The past few years have brought some extensive and important changes to my life. None of these changes were easy, smooth, or intended but all have resulted in positive outcomes. And as is usually the case, most change arrives with disrupted sleep and peculiar thoughts – thoughts that wake me in the early morning hours, rattle around in my head for a while, and amuse, confuse, or irritate me until I return to a deep sleep. Most recently, two thoughts most troubling are ‘what is God’s responsibility to humankind’ and ‘since humans are a result of millions of years of evolution, when did the Fall occur?’. Still working on those. Sometime last month, while on vacation in Hawaii, I woke early thinking that I need to stop pruning all the plants in my garden and let The Wild take over. That thought was nixed quickly. Most of last summer I woke early with plans of Japanese gardens on my mind – moss gardens with large stones and aged wood debris. This spring I began building such a garden in the Demonstration Gardens of Carkeek Park, so that particular thought is resolved. I hope it remains resolved, although because of the editing this new bed receives from a well-intended visitor who likes to move the moss pieces around in my absence, I’m not sure of the outcome. If he/she really wants to help, bring us more moss!
But, as I was saying, many of these thoughts remain unresolved. A few days ago I had a helpful, insightful meeting with a priest at the church I began attending early this year. I continue to be surprised at this particular change – a unitarian in a trinitarian community – but there it is. I’m not Christian, not even certain of a God who interacts in human life, but I find myself compelled to attend service each Sunday morning. The sermons are intelligent. The service is ancient and ritualistic. The building is large and beautiful. And there I sit, surrounded by believers whose (apparent) depth of faith is unshakable. So, I asked the priest if he would answer some questions, and he said he would be pleased to meet with me. We met for over an hour. In our meeting, he listened closely and sincerely, and responded with insight and compassion. And he did the wisest thing a person can do when faced with someone who struggles – he did not offer solutions. In fact, he asked me questions. Questions upon questions. And he pointed out the benefits of sincere doubt. As I said, the meeting was insightful and very helpful.

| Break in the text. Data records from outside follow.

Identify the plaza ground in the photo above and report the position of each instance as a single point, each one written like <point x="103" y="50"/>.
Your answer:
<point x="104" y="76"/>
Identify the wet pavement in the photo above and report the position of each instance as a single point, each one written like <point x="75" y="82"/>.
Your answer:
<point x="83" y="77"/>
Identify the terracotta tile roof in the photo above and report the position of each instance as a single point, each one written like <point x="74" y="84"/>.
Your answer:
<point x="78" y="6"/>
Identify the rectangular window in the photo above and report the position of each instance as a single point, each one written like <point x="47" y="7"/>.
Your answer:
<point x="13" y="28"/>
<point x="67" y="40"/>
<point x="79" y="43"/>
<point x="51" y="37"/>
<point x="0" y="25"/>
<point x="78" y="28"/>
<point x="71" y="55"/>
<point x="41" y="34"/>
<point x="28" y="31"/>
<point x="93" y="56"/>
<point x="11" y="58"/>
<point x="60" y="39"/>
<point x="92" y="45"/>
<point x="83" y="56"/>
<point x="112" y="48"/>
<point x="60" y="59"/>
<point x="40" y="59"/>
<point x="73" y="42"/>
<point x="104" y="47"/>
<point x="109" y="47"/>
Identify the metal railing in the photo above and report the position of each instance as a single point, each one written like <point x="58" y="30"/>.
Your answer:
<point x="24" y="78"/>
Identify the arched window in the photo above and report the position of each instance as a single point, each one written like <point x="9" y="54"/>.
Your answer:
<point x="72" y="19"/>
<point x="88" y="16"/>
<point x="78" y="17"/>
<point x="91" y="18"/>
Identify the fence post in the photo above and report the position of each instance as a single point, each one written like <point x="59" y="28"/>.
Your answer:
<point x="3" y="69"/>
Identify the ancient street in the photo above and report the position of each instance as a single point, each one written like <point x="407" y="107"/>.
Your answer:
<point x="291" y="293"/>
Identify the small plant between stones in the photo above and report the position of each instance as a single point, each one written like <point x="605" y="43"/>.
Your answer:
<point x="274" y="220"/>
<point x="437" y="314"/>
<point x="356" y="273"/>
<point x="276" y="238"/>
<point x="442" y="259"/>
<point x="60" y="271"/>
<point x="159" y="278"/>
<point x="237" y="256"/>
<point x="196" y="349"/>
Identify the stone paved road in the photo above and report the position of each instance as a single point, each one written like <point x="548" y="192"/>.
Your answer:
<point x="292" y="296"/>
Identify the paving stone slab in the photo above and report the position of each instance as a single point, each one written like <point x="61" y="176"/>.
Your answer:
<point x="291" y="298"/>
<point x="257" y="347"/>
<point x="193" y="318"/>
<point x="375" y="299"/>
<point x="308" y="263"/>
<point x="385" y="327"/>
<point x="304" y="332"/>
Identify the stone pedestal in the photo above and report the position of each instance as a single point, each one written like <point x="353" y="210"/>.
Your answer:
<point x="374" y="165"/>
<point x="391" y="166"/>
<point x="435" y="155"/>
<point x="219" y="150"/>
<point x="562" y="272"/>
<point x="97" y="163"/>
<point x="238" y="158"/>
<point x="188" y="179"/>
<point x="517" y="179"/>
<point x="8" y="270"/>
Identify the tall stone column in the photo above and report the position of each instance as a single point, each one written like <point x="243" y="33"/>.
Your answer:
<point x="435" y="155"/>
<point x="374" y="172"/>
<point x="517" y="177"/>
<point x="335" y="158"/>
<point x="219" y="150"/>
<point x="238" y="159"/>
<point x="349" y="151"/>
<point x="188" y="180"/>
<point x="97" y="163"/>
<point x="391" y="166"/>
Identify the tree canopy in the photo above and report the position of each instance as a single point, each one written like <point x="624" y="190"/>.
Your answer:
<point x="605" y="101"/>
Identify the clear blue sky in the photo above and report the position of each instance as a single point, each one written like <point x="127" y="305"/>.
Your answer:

When I find these and other questions almost overwhelming, I will go out for a long walk. If I can’t find a resolution to a problem, I tell myself to take a hike. A few years ago I was struggling with such an unresolvable issue that I had walked almost 7 miles before realizing it was time to turn back and head home. I slept well that night. I have always used long walks as a means to work out problems, questions, or confusion. While walking or hiking, I have discovered solutions to problems, seen creative gardening ideas, or discovered that an issue wasn’t as serious as I had thought. Movement helps, for many reasons but not the least is exhaustion.
Questions may always arise. Questions may always wake me in the early, dark hours of morning before sun and reason shine through the quiet. But I look forward to a time when an answer instead of a question wakes me. When that happens, and it will happen someday, I plan to go back to sleep and sleep until noon.
And then I will take a long, easy walk to a favorite cafe.